# Train an All-Set-Transformer TNN

In this notebook, we will create and train a two-step message passing network named AllSetTransformer (Chien et al., [2021](https://arxiv.org/abs/2106.13264)) in the hypergraph domain. We will use a benchmark dataset, shrec16, a collection of 3D meshes, to train the model to perform classification at the level of the hypergraph. 

Following the "awesome-tnns" [github repo.](https://github.com/awesome-tnns/awesome-tnns/blob/main/Hypergraphs.md)

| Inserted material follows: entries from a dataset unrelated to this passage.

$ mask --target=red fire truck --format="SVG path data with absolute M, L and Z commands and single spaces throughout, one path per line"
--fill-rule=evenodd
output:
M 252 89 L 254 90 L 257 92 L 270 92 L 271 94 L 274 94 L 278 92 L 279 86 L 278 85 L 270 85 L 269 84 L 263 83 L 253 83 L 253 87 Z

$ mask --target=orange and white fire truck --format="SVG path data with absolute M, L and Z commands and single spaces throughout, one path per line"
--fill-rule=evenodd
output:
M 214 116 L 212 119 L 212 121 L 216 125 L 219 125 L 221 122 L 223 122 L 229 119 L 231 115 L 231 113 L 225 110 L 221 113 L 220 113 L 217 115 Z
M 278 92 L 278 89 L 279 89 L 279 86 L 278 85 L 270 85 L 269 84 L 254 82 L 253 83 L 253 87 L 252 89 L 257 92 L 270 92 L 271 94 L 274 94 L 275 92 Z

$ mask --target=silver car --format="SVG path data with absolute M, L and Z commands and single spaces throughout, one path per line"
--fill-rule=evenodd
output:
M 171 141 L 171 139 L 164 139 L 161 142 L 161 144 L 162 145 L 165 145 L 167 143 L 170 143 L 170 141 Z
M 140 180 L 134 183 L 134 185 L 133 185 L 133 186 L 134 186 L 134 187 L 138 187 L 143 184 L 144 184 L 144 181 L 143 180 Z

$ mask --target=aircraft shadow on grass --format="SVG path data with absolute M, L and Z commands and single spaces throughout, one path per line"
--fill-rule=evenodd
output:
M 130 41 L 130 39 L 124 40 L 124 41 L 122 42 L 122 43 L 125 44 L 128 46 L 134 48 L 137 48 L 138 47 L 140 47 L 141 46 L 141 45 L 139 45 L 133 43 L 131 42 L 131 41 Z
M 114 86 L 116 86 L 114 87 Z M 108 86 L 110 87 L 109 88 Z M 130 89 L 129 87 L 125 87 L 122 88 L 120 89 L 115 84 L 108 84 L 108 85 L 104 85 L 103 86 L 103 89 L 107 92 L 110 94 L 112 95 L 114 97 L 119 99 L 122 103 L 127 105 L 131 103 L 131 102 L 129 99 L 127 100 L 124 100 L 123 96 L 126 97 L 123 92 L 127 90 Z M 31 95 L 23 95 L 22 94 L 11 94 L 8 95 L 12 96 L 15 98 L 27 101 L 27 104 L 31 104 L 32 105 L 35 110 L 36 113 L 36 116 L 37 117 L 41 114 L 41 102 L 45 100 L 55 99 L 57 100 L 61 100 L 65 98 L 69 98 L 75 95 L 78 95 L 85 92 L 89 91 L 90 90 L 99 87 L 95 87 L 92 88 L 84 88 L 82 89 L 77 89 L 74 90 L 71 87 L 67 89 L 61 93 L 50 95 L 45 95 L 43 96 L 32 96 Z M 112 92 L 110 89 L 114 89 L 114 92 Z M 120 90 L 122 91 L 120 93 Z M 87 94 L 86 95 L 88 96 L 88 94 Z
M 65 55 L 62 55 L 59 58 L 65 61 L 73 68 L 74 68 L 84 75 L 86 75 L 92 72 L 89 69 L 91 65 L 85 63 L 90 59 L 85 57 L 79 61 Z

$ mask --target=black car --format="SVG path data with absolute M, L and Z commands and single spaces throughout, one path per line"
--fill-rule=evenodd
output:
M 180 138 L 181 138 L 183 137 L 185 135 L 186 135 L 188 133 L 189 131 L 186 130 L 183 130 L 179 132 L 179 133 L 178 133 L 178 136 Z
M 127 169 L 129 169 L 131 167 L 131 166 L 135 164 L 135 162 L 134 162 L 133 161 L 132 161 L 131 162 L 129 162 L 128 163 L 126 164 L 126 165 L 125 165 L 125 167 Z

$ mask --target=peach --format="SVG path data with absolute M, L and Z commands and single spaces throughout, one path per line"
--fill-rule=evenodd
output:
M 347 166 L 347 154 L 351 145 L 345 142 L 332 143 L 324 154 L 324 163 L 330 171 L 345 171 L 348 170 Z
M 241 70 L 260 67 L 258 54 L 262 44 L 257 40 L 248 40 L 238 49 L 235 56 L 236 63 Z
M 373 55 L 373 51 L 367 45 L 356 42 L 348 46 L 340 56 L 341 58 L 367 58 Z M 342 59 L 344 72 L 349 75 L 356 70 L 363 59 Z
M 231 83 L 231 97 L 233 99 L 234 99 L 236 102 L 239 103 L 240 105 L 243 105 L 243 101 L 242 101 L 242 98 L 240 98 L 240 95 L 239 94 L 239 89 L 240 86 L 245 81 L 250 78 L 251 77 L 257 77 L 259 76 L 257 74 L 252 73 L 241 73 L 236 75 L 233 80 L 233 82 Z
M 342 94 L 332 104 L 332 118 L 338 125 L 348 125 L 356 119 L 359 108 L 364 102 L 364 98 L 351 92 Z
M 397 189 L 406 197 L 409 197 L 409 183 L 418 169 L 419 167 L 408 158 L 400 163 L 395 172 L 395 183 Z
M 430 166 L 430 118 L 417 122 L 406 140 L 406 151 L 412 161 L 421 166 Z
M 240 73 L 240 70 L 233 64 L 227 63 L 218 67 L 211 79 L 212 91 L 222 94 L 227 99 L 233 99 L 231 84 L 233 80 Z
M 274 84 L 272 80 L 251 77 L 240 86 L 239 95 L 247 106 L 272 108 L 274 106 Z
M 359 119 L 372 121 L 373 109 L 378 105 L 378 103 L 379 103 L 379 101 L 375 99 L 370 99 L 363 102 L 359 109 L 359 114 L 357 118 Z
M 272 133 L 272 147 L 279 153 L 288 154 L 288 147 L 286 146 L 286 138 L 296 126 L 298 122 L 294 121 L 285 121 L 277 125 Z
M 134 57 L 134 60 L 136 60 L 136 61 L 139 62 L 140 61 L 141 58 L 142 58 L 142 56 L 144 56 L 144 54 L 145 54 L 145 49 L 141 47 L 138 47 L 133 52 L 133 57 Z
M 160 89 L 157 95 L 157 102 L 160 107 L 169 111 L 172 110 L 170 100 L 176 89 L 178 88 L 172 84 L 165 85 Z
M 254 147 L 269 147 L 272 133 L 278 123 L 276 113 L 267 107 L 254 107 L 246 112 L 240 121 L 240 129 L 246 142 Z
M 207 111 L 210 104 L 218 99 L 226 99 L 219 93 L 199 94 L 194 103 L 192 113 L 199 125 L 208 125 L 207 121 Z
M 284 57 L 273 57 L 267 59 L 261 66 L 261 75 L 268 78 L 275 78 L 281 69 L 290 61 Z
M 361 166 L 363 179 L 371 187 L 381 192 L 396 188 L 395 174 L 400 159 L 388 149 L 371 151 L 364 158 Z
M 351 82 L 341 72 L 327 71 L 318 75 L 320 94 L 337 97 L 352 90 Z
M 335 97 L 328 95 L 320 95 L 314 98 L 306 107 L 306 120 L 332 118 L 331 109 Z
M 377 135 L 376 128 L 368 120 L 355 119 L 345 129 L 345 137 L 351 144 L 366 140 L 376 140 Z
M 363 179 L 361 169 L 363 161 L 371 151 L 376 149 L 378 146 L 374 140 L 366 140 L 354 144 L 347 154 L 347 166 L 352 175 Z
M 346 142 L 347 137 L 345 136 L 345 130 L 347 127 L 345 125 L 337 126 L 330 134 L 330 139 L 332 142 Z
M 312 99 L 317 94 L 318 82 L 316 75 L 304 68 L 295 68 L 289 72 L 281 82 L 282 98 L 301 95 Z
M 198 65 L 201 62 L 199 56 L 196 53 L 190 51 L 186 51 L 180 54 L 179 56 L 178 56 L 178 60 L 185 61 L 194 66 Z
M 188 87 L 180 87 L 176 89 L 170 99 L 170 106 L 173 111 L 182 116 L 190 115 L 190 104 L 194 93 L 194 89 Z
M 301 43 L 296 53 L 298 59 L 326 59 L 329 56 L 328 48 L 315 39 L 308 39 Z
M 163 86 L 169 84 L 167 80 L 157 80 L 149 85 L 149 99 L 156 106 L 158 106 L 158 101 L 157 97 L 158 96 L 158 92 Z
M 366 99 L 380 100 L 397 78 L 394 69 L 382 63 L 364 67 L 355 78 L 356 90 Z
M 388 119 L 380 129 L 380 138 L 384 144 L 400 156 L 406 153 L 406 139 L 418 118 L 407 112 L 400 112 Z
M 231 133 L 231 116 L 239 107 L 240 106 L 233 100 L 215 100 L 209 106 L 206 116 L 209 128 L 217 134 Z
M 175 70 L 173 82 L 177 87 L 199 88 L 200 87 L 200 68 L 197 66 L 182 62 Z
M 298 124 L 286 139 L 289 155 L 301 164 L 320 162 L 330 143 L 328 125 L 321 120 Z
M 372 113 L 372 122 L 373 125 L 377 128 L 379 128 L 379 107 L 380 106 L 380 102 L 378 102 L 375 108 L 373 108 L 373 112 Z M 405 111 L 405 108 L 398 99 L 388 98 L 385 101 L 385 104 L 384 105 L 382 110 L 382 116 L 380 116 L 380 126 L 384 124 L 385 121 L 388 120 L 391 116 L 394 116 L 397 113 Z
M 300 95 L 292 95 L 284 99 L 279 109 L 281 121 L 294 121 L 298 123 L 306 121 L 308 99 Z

🟧 $\quad m_{\rightarrow z}^{(\rightarrow 1)} = AGG_{y \in \mathcal{B}(z)} (h_y^{t, (0)}, h_z^{t,(1)}) \quad \text{with attention}$ 

🟦 $\quad h_z^{t+1,(1)} = \text{LN}(m_{\rightarrow z}^{(\rightarrow 1)} + \text{MLP}(m_{\rightarrow z}^{(\rightarrow 1)} ))$ 

Edge to vertex: 

🟧 $\quad m_{\rightarrow x}^{(\rightarrow 0)} = AGG_{z \in \mathcal{C}(x)} (h_z^{t+1,(1)}, h_x^{t,(0)}) \quad \text{with attention}$ 

🟦 $\quad h_x^{t+1,(0)} = \text{LN}(m_{\rightarrow x}^{(\rightarrow 0)} + \text{MLP}(m_{\rightarrow x}^{(\rightarrow 0)} ))$



### Additional theoretical clarifications

Given a hypergraph $G=(\mathcal{V}, \mathcal{E})$, let $\textbf{X} \in \mathbb{R}^{|\mathcal{V}| \times F}$ and $\textbf{Z} \in \mathbb{R}^{|\mathcal{E}| \times F'}$ denote the hidden node and hyperedge representations, respectively. Additionally, define $V_{e, \textbf{X}} = \{\textbf{X}_{u,:}: u \in e\}$ as the multiset of hidden node representations in the hyperedge $e$ and $E_{v, \textbf{Z}} = \{\textbf{Z}_{e,:}: v \in e\}$ as the multiset of hidden representations of hyperedges containing $v$.

\
In this setting, the two general update rules that AllSet's framework puts in place in each layer are:

🔷 $\textbf{Z}_{e,:}^{(t+1)} = f_{\mathcal{V} \rightarrow \mathcal{E}}(V_{e, \textbf{X}^{(t)}}; \textbf{Z}_{e,:}^{(t)})$

🔷 $\textbf{X}_{v,:}^{(t+1)} = f_{\mathcal{E} \rightarrow \mathcal{V}}(E_{v, \textbf{Z}^{(t+1)}}; \textbf{X}_{v,:}^{(t)})$

in which $f_{\mathcal{V} \rightarrow \mathcal{E}}$ and $f_{\mathcal{E} \rightarrow \mathcal{V}}$ are two permutation invariant functions with respect to their first input. The matrices $\textbf{Z}_{e,:}^{(0)}$ and $\textbf{X}_{v,:}^{(0)}$ are initialized with the hyperedge and node features respectively, if available, otherwise they are set to be all-zero matrices.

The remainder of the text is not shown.